Menurut Hendra, praktik rangkap jabatan dalam struktur pemerintahan tidak dibenarkan karena berpotensi menimbulkan persoalan serius dalam tata kelola pemerintahan, khususnya terkait pengelolaan keuangan daerah.
“Yang namanya rangkap jabatan dalam organisasi struktural pemerintah itu tidak boleh. Jika terjadi, maka berpotensi menimbulkan manipulasi program dan duplikasi program. Karena itu tidak dibenarkan,” tegas Hendra kepada wartawan, Selasa (23/6/2026).
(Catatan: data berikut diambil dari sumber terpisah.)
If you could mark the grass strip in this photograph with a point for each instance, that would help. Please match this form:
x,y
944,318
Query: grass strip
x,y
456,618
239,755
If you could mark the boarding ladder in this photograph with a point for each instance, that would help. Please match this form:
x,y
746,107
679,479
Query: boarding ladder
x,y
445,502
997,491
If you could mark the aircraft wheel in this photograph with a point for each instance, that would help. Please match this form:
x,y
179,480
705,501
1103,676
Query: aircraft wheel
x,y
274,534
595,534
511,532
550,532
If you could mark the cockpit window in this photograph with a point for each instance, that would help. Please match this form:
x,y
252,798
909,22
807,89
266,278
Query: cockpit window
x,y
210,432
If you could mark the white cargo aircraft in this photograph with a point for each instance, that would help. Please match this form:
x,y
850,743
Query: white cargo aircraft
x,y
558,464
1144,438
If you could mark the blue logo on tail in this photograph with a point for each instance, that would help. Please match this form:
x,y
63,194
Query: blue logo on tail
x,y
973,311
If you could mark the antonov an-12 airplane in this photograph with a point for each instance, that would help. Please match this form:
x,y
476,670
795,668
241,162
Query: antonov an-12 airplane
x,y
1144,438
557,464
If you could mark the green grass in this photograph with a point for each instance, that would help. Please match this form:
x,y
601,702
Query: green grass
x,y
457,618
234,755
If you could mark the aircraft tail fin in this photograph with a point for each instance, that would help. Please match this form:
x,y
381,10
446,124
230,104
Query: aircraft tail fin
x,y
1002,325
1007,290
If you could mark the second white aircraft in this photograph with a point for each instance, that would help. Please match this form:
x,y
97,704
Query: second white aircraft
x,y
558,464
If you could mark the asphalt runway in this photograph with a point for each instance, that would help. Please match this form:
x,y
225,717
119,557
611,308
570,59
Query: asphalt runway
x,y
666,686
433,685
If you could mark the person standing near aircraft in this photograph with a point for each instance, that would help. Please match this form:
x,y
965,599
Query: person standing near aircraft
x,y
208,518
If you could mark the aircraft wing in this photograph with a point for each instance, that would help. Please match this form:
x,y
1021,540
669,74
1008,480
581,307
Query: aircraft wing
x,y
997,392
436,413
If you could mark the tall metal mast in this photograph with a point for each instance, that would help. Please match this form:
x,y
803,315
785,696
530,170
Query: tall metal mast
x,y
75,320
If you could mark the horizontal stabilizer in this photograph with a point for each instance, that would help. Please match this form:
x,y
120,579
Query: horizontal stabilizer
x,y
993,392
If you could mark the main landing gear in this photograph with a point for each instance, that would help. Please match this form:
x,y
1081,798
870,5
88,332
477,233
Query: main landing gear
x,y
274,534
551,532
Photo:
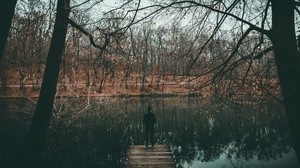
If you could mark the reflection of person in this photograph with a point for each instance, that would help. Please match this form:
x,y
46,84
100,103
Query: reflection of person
x,y
149,121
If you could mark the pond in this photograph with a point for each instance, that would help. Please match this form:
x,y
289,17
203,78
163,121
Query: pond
x,y
87,132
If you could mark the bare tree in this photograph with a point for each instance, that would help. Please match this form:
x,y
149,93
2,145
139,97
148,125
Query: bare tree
x,y
43,111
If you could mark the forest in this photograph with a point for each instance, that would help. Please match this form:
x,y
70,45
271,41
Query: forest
x,y
238,51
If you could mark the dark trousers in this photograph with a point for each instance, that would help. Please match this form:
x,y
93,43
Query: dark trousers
x,y
149,130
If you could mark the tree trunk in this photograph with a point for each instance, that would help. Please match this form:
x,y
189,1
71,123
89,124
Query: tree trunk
x,y
288,64
43,111
7,10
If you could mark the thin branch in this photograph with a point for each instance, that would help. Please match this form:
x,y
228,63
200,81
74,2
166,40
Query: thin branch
x,y
81,29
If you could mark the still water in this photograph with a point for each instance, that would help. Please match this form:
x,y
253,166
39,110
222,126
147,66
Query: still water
x,y
87,133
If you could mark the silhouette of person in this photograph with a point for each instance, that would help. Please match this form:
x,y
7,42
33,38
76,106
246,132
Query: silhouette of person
x,y
149,121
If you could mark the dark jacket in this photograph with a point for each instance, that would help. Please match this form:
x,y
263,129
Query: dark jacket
x,y
149,119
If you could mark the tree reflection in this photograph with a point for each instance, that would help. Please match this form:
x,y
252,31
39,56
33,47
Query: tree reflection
x,y
195,131
242,132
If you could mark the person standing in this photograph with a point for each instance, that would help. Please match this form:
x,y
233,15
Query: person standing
x,y
149,121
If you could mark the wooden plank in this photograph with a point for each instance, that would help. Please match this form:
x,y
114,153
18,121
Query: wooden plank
x,y
158,157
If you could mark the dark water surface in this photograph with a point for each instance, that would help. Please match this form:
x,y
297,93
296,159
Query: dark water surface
x,y
87,133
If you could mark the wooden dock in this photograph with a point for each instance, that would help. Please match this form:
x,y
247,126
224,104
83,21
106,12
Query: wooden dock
x,y
159,157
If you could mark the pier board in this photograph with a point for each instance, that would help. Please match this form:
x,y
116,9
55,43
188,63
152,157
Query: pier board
x,y
159,157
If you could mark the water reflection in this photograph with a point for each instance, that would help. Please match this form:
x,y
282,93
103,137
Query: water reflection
x,y
211,135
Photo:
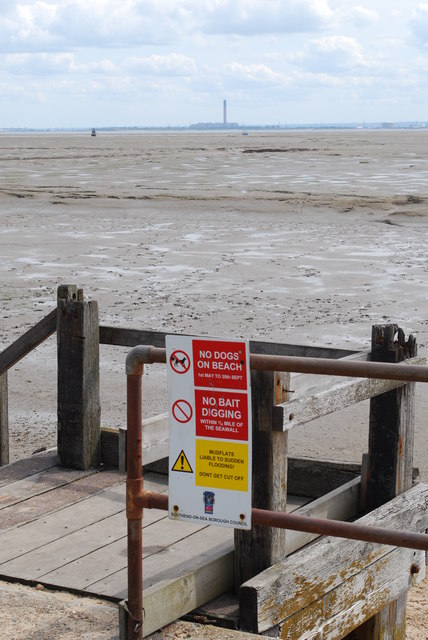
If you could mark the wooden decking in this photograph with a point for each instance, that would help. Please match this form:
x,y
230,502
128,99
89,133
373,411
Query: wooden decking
x,y
67,529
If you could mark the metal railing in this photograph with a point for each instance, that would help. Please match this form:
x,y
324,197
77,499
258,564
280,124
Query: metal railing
x,y
137,498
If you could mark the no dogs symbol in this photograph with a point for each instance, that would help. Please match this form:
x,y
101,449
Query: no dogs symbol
x,y
182,411
179,361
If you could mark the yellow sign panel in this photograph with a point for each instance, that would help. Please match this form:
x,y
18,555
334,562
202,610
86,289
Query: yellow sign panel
x,y
223,465
182,463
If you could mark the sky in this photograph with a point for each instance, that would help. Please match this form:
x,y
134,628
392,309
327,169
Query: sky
x,y
96,63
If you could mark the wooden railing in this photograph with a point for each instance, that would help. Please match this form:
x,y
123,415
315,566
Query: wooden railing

Sorotan Rangkap Jabatan dan Tata Kelola
Hendra menjelaskan, semangat reformasi birokrasi menuntut setiap pejabat menjalankan tugas sesuai fungsi dan kewenangannya masing-masing. Rangkap jabatan dinilai bertentangan dengan prinsip tersebut dan berisiko menurunkan efektivitas penyelenggaraan pemerintahan.
Ia pun mempertanyakan alasan terjadinya rangkap jabatan di lingkungan Pemerintah Kabupaten Halmahera Selatan. Menurutnya, daerah tersebut memiliki cukup sumber daya aparatur sipil negara yang layak menduduki jabatan strategis tanpa harus dirangkap oleh satu orang.